Molson Coors Brewing Company Class A Earnings Call Insights: Canada Volumes and Trade Inventories

Molson Coors Brewing Company Class A (NYSE:TAP) recently reported its second quarter earnings and discussed the following topics in its earnings conference call.

Canada Volumes

Dara Mohsenian – Morgan Stanley: Some more clarity on what drove Canadian volume softness from an industry standpoint in the quarter. I’m assuming weather had an impact, but were there factors there, because I am surprised the volume is still so weak in July with the easy comp there and improved weather. And then also can you just discuss if there has been any change that you’ve seen in terms of the level of competitive pressure coming from the value segment?

Peter Swinburn – President and CEO: So let me just headline it and Stewart can give you more detail. The second quarter last year was a strong quarter, in Canada volumes were up. So from that point of view it was a difficult comp. Plus the fact that we did benefit from the launch of Coors Light Iced T as we highlighted in the second quarter of last year. So we were tracking that as well and that certainly had an impact on our second quarter figures, but Stewart, do you want to go into more detail.

Stewart Glendinning – President and CEO, Molson Coors Canada: Yeah, happy to do that, Peter. I mean, look, I think if you looked at the beer industry June was an appalling month in beer volumes in broader alcohol was other lines and spirits were more or less flat, but beer itself was down across the country, and that was primarily driven by weakness in weather. If you just looked at our volumes, we were off for the year, if you look at the industry number we used were off by about 100,000 hectoliters for the year and above half of that was Coors Light Iced T, so hope you that gives you a little perspective.

Peter Swinburn – President and CEO: Value segment?

Stewart Glendinning – President and CEO, Molson Coors Canada: So, value segment did – how does the value segment operate for us, value is the place we actually historically underperformed, I would say, as I look at the second quarter please to say we grew of value, value itself was flat, but our share of the segment grew…

Dara Mohsenian – Morgan Stanley: Also can you talk about the value segment as a percent of industry volume and if you are seeing any changes there? Then just on the pricing environment in general, it was the weakest result we’ve seen from you guys in a few years. So, can you separate out kind of price and mix in terms of the impact on the quarter and how pronounced some of the discounting you are seeing is and what you are seeing from operational standpoint by region?
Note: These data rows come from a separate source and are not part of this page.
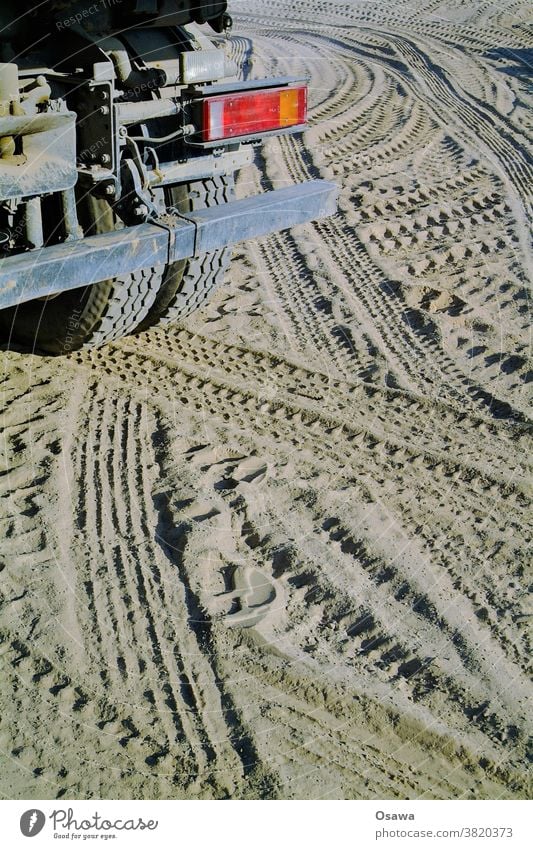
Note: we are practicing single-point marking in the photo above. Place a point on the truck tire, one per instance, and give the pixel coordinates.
(187, 284)
(103, 312)
(90, 316)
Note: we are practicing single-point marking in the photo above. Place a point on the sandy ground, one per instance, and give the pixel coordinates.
(281, 550)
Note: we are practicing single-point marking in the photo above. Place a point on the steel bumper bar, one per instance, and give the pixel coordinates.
(70, 265)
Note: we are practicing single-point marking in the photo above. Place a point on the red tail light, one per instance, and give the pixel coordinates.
(248, 113)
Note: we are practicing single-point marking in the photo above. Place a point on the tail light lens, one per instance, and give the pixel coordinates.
(247, 113)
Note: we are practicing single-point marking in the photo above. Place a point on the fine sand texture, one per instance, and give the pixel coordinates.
(281, 550)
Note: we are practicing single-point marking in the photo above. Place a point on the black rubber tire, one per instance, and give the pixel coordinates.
(188, 284)
(88, 317)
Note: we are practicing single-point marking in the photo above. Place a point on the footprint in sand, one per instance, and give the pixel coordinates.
(255, 593)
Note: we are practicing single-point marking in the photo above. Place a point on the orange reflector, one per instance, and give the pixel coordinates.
(248, 113)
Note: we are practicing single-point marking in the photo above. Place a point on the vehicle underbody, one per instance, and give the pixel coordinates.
(122, 125)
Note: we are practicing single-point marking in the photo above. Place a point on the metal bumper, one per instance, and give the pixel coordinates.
(70, 265)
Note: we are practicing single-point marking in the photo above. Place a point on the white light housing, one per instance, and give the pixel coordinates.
(202, 66)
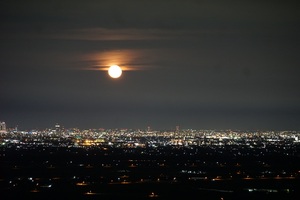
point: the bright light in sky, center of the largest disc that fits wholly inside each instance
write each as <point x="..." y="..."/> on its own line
<point x="115" y="71"/>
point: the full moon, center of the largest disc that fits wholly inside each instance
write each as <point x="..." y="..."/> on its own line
<point x="115" y="71"/>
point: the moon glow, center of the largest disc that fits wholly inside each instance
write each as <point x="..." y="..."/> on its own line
<point x="115" y="71"/>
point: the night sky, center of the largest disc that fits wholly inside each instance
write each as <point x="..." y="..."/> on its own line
<point x="196" y="64"/>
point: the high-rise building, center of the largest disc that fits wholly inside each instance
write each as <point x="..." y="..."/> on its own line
<point x="2" y="127"/>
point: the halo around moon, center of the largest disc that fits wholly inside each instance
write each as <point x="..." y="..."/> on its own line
<point x="114" y="71"/>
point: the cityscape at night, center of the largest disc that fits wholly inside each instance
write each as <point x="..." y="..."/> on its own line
<point x="141" y="164"/>
<point x="139" y="99"/>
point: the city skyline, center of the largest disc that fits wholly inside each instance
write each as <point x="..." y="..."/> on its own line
<point x="193" y="64"/>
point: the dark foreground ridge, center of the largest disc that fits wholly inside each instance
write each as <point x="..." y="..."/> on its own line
<point x="170" y="172"/>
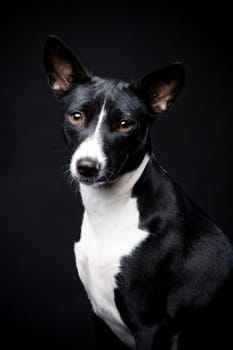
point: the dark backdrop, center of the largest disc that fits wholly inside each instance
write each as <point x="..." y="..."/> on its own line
<point x="43" y="304"/>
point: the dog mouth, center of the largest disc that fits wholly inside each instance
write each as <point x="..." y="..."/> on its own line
<point x="104" y="177"/>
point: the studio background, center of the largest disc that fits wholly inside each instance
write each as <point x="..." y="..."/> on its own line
<point x="43" y="304"/>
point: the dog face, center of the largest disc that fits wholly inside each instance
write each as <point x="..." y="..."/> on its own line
<point x="107" y="122"/>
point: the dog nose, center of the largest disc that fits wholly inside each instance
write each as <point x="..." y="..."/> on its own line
<point x="88" y="167"/>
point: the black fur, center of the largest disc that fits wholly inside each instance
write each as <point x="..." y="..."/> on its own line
<point x="175" y="291"/>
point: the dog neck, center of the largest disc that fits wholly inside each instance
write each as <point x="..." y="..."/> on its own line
<point x="96" y="199"/>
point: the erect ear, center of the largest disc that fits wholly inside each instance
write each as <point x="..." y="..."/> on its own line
<point x="63" y="68"/>
<point x="160" y="88"/>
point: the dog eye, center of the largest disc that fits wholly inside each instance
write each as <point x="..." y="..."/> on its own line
<point x="125" y="125"/>
<point x="77" y="118"/>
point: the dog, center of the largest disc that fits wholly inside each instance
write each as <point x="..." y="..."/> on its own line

Stewart Glendinning – President and CEO, Molson Coors Canada: So, first on value because value was close to flat value did gain share of beer in total and we gained share of value. With respect to NSR so break into two pieces. On a net price basis, we were positive by almost 1%. Across the country, we saw pricing pressure in Atlantic and Quebec, primarily very competitive markets, continued to see pricing pressure well through the end of the quarter. I can comment on that piece. I think if you then looked at the remaining impact, you’ll find there were really several impacts. First of all, we saw loss or premium overall, so there was a segment impact on the market. The second one was, as I mentioned already, we saw a stronger value performance, value having lower NSR, so that mix resulted in lower NSR. We saw a shift to some of our larger packs and then, of course, we saw lower volumes in Ontario and the combination of those drove the balance of the NSR negative.

 

Trade Inventories

Bryan Spillane – Bank of America: I guess a follow-up on Canada, just where do we stand now on trade inventories in the quarter because it look like your sales to wholesalers ran a little bit ahead of sales retailers. So is there any residual effect in the second half as we look at shipments?

Stewart Glendinning – President and CEO, Molson Coors Canada: Well, I think if you looked at – yes, so I mean, I think if you looked at the difference between the volumes that were our physical volumes versus our industry volumes you’ll see a bigger spread there, that is primarily related to Ontario and it relates to the way in which the LCBO accounts for shipments coming from Europe. So there is a small amount there. I won’t speak to the exact volumes.

Bryan Spillane – Bank of America: But as we are modeling out the second half, would we see some lag between what you’ll ship versus what the sales to retailer will be in Canada.

Gavin Hattersley – Global CFO: Again we won’t give any forward guidance on that, but again I have explained so the difference between the fiscal volumes and that adjustment for the industry. Just if you go back there is more commentary on that. If you look back over time, you will see historically in our numbers a difference between those, I just think if you looked at this particular quarter, you will see that the gap is a little bit higher.

Bryan Spillane – Bank of America: Gavin just on the tax rate, is the cash tax rate for the quarter or for the year going to resemble your P&L tax rate and I guess does your free cash flow at all for the year get flattered by the lower tax rate?

Gavin Hattersley – Global CFO: Our underlying free cash flow goal that we’ve got out there of $700 million plus or minus 10% is inclusive of any cash tax amounts we have left that unchanged from our earlier guidance. This one-off change in the Canadian tax law is essentially a non-cash item.